Rossabi begins with the transition to democracy, starting with the demonstration on International Human Rights Day, December 10th, 1989; he offers just a few pages of essential background on earlier history. This is followed by a brief account of the abrupt decline of Russian influence (and subsidies) and the arrival of international agencies and Western organisations. Two chapters then present a chronological account of political and economic developments from 1990 to 2004, ending with the June 2004 elections which forced the Mongolian People's Revolutionary Party and the Democratic Party coalition to share power.
This account covers some of the personalities and political wrangling, but is largely focused on the application of free market "shock therapy" to the Mongolian economy. This is an often depressing story of decisions driven by ideology, with support from some Mongolians but largely under pressure from multilateral bodies such as the International Monetary Fund and the Asian Development Bank and US-based lobby groups such as the International Republican Institute. Perhaps most telling is the long failure to produce economic growth, despite Mongolia being one of the highest per capita recipients of foreign aid in the world.

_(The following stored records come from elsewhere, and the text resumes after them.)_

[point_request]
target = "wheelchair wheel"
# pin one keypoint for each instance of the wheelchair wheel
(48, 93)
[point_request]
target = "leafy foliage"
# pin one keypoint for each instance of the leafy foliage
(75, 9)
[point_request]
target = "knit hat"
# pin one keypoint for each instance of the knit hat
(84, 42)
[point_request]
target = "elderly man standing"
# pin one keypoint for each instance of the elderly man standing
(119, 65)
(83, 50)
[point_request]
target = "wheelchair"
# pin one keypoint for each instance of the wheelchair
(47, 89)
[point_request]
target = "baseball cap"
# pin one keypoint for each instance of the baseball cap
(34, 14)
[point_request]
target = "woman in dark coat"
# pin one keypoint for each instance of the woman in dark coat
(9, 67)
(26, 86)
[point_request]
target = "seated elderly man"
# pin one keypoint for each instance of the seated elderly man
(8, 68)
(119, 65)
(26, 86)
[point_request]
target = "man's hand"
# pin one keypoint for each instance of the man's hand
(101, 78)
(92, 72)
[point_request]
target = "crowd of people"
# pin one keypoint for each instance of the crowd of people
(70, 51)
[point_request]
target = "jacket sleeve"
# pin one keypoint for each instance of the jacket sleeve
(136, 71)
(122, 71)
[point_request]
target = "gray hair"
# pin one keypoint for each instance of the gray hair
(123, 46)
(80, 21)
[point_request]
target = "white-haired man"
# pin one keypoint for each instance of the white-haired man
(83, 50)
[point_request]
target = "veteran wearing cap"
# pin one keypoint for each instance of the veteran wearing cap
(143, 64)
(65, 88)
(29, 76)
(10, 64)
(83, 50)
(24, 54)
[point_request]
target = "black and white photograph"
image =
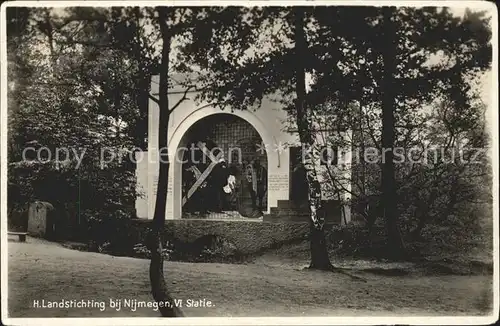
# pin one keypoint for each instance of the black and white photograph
(249, 162)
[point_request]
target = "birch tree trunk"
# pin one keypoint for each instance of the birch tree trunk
(396, 247)
(319, 253)
(157, 279)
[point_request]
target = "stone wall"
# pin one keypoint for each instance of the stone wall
(249, 237)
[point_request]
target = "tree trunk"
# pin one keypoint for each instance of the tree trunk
(157, 279)
(319, 252)
(396, 247)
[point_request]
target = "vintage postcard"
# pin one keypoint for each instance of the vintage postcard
(249, 162)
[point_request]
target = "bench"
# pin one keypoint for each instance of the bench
(21, 235)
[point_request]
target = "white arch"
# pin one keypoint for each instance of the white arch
(174, 203)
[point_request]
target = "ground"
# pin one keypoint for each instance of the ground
(43, 270)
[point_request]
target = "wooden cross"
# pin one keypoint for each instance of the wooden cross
(204, 175)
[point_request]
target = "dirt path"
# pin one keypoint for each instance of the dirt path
(43, 270)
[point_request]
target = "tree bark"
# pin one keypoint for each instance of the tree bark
(157, 279)
(319, 252)
(396, 247)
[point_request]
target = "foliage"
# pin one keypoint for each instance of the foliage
(74, 89)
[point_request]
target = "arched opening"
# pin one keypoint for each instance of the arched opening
(224, 169)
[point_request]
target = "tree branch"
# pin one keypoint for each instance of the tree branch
(184, 97)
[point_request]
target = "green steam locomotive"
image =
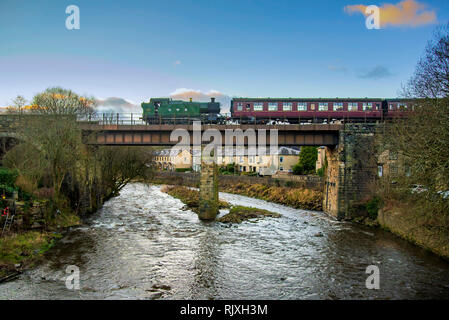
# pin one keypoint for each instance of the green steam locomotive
(166, 110)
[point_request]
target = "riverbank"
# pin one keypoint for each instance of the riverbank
(297, 198)
(410, 223)
(24, 249)
(237, 214)
(290, 193)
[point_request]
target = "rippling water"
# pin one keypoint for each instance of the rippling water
(142, 245)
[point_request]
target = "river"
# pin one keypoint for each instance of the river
(143, 245)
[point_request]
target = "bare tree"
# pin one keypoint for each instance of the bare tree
(421, 139)
(18, 103)
(431, 77)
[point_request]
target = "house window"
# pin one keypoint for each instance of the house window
(367, 106)
(273, 106)
(380, 170)
(393, 170)
(258, 106)
(338, 106)
(393, 155)
(287, 106)
(302, 106)
(323, 106)
(353, 106)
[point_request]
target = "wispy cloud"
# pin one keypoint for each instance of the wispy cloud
(405, 13)
(338, 68)
(376, 73)
(117, 105)
(198, 95)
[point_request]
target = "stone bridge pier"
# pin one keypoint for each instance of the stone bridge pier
(208, 199)
(351, 170)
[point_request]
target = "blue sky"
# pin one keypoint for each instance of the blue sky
(141, 49)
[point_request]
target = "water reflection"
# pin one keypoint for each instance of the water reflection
(142, 245)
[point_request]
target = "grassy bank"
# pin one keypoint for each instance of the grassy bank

Rossabi goes on to consider the effects of the drastic reduction in the role of the state: on herders and rural society; on poverty, education and health; and on the environment, arts, religion, and the media. And he finishes with a look at Mongolia's relationships with other countries: Russia, Japan, South Korea, the United States, the other central Asian nations, and above all China (with an entire chapter on Sino-Mongolian relations).

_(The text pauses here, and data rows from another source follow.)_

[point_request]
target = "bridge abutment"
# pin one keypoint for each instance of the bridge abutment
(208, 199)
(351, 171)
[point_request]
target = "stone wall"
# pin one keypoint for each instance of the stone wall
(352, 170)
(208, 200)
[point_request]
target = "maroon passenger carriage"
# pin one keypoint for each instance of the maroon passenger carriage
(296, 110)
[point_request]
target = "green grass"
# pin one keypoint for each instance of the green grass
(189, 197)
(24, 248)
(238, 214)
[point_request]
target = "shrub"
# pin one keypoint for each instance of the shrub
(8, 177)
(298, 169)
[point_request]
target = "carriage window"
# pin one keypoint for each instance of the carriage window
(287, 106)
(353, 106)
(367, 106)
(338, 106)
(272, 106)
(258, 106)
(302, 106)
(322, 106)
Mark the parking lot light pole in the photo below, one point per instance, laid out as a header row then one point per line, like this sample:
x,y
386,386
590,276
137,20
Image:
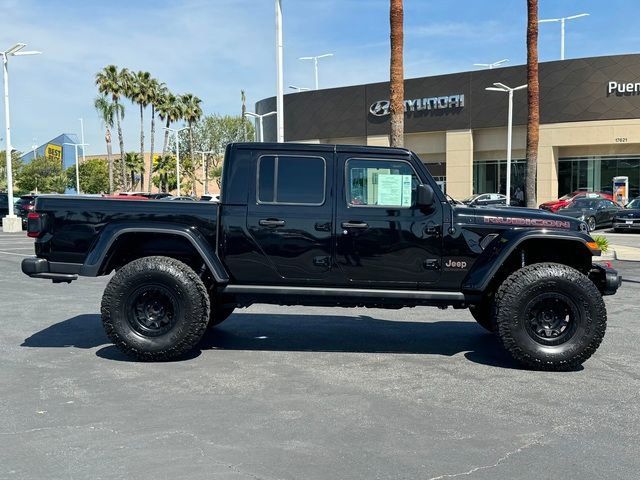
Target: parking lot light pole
x,y
315,64
176,131
10,223
501,87
205,168
562,21
279,74
260,126
75,147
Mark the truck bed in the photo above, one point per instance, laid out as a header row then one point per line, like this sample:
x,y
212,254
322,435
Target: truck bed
x,y
75,224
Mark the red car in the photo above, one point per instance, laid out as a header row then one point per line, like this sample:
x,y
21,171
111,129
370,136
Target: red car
x,y
555,205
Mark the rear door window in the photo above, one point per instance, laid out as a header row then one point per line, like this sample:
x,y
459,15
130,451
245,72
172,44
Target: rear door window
x,y
291,180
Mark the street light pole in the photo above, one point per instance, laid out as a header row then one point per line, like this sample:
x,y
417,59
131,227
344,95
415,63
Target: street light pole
x,y
280,74
315,64
10,223
82,138
501,87
176,131
75,147
259,118
563,21
205,168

Particular informants — notably Khural members Tserendash Namkhainyamuu and Sanjaasürengiin Oyun — clearly had a major influence on Rossabi, but he is open about that. And though his unhappiness about blinkered approaches to development is patent, his fundamental interest remains description rather than advocacy. Modern Mongolia makes a fascinating case study in application of "Washington consensus" economic policies, even for those without a specific interest in Mongolia.